Although Conscious Capitalism and John Mackey have put a positive spin on the acquisition and expressed optimism about their ability to inspire Amazon to adopt the principles of Conscious Capitalism, the reality of this happening is remote. Amazon is incorporated in Washington State whose corporate law follows Delaware where the corporation exists solely to maximize stockholder welfare. Amazon is unlikely to adopt Whole Foods’ multiple stakeholder, multiple purpose approach to business on its relentless march to become the world’s dominant retailer.

As discussed in a prior post, Conscious Capitalism is a round peg in a square hole because it espouses a multiple stakeholder, multiple purpose philosophy in the context of a single stakeholder, single purpose legal framework. The benefit corporation, with its multiple stakeholder, multiple purpose legal framework, is the obvious corporate vehicle of choice for Conscious Capitalism based companies.  It’s time for Conscious Capitalism to shed its stubborn libertarian resistance to the benefit corporation out of a misplaced belief that it can successfully ply its philosophy within the existing legal framework over the long term.

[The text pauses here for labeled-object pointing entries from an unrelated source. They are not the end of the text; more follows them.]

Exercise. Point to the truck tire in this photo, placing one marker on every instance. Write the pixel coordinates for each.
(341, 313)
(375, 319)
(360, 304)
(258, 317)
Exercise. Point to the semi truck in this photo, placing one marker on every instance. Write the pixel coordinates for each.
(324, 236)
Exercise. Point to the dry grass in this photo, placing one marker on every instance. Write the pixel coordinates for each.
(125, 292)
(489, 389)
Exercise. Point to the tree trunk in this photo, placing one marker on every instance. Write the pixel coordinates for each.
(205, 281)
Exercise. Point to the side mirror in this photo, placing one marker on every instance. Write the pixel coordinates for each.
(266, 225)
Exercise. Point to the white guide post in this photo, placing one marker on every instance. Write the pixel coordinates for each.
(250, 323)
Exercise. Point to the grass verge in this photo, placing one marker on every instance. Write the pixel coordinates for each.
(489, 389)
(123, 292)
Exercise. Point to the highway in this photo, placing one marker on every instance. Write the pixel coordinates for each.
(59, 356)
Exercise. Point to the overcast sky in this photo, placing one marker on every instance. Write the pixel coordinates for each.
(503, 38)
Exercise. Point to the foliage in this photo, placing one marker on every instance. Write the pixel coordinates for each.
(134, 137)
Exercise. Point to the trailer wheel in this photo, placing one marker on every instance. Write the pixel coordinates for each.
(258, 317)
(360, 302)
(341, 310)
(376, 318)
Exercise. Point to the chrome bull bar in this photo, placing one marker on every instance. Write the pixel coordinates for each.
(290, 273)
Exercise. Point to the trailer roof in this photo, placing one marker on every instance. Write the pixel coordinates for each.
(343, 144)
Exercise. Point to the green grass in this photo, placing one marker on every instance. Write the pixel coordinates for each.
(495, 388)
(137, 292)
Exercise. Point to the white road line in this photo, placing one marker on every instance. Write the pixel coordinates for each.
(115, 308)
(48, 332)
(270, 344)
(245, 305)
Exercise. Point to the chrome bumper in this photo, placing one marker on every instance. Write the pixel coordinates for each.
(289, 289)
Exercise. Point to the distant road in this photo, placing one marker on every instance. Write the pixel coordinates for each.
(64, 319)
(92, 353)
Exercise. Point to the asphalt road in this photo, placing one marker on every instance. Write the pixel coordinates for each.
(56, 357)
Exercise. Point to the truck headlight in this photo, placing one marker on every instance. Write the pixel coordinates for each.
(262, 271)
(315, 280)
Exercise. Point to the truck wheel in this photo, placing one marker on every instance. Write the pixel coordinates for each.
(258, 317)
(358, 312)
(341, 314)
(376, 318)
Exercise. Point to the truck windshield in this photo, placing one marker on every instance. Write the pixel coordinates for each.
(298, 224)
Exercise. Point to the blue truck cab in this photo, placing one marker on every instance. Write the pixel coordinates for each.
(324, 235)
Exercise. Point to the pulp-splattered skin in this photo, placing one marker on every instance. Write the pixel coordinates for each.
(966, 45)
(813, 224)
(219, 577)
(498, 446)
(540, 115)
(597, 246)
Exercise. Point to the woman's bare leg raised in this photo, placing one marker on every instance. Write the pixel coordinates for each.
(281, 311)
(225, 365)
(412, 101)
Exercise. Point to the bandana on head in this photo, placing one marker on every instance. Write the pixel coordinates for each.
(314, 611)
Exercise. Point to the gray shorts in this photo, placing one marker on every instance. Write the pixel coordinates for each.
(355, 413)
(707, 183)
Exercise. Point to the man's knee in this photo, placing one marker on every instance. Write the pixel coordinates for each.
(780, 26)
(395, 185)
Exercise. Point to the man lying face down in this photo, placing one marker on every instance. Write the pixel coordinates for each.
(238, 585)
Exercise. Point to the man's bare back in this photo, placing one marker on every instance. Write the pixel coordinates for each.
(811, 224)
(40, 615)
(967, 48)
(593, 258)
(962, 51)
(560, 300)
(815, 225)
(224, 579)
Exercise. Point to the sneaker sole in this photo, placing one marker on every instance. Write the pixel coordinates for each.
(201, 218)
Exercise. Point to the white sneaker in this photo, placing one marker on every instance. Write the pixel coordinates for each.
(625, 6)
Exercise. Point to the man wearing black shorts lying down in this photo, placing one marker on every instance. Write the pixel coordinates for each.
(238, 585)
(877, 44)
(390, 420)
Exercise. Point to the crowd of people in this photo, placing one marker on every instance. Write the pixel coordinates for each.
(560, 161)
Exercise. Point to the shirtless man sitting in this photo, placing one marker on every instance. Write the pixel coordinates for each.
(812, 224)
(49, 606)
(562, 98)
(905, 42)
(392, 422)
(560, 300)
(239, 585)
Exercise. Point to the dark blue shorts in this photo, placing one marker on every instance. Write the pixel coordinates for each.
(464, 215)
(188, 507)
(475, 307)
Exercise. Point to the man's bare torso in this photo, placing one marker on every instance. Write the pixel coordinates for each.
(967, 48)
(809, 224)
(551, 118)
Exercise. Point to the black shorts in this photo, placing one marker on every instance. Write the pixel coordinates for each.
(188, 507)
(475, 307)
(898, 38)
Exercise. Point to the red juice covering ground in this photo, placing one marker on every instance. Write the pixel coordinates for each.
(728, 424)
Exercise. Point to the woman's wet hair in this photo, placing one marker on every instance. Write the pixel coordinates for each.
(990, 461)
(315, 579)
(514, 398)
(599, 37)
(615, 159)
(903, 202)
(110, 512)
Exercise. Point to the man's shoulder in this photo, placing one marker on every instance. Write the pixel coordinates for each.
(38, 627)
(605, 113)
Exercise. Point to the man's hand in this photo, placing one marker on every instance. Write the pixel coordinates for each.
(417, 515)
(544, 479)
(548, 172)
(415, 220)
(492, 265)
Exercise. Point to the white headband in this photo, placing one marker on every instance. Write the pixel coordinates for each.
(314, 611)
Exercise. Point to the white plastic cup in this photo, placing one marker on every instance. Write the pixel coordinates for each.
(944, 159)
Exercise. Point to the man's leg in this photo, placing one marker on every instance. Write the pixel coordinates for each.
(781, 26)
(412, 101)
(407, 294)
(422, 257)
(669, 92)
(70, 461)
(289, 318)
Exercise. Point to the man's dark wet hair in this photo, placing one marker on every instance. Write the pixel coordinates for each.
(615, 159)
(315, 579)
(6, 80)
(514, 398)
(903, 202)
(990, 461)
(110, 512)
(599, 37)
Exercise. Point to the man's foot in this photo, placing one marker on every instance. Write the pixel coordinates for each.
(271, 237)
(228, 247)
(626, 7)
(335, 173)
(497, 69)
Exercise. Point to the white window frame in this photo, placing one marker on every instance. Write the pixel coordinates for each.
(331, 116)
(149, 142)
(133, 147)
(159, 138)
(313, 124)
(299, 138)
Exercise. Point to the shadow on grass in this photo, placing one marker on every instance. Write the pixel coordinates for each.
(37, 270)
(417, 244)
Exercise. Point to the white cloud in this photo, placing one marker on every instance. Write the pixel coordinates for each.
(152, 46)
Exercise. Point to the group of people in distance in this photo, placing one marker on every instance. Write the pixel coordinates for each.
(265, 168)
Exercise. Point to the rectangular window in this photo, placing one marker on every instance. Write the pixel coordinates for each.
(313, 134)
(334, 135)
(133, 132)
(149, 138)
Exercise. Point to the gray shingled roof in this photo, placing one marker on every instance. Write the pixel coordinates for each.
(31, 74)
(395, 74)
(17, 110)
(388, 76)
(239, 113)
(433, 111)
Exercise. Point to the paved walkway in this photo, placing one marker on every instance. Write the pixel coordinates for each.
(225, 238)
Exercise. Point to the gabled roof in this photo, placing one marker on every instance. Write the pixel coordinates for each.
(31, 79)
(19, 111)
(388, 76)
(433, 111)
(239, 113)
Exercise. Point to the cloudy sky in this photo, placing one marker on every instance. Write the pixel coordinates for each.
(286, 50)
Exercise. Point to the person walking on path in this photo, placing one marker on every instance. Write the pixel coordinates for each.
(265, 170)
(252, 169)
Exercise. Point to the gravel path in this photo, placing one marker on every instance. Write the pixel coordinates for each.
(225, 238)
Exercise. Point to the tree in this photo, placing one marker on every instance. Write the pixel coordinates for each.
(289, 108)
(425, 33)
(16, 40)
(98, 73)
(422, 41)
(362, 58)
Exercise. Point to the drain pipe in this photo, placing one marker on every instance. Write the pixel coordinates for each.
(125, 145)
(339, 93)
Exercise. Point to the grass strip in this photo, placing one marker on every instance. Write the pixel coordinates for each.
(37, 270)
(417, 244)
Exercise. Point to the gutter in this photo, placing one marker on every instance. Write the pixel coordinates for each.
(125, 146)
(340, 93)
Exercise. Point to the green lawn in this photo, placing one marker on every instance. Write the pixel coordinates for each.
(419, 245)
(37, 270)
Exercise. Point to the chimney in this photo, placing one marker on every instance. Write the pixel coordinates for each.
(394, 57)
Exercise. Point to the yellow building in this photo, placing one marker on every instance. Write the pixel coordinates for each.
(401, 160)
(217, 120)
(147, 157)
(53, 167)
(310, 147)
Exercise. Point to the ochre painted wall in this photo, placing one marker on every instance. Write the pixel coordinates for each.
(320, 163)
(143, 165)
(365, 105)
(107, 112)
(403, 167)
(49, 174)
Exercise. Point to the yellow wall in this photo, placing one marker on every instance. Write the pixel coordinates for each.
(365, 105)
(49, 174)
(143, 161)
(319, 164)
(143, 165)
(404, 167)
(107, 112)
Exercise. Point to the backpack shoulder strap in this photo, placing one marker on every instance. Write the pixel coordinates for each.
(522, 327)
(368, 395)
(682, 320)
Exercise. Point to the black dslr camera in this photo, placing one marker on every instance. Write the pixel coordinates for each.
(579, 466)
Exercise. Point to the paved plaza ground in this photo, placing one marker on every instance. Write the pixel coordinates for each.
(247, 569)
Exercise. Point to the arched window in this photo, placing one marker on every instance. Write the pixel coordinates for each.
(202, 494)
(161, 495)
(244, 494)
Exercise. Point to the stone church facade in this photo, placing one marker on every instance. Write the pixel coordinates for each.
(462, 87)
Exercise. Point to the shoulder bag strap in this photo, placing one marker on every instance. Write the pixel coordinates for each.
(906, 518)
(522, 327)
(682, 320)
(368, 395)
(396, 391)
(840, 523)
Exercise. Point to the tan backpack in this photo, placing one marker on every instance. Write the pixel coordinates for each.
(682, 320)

If Whole Foods had been a Delaware public benefit corporation, its board of directors may have been better able to fend off Jana Partners, the activist stockholder who precipitated the company’s sale to Amazon. As a conventional corporation, Whole Foods was limited to arguing that its plans to revitalize its business would produce a greater stockholder return over time than selling it now. The doctrine of shareholder primacy gave Jana Partners leverage to force a sale transaction because it reduced Whole Foods’ strategic options to selling at a premium that maximized stockholder welfare in the short term.

As a Delaware public benefit corporation, Whole Foods’ board would have been able to make a more considered decision because it would have been required to balance the pecuniary interests of the stockholders, the interests of those affected by a sale transaction and the company’s chosen public benefits instead of focusing on maximizing stockholder welfare. If it had been a benefit corporation, with its inherent commitment to operate in a responsible and sustainable manner, and a charter with enumerated public benefits such as bringing healthy organic food to everyone and transforming agriculture through sustainable, regenerative practices, Whole Foods may have attracted enough institutional impact investors to have counterbalanced Jana’s push for a new board and a quick exit, and supported the board’s plans to remain independent to create long term stockholder value.

Despite its espousal of the Conscious Capitalism philosophy, Whole Foods remained, at the core, a conventional corporation, which exists solely to maximize stockholder welfare, and was therefore more vulnerable to activist stockholders to be forced into a sale transaction. Conscious Capitalism could make itself whole by adopting the benefit corporation as its vehicle of choice. Whole Foods will not be the last Conscious Capitalism based company to face pressures from activist stockholders. The benefit corporation gives such companies more tools to remain independent and realize their heroic purpose of creating long-term value for all of their stakeholders, including stockholders.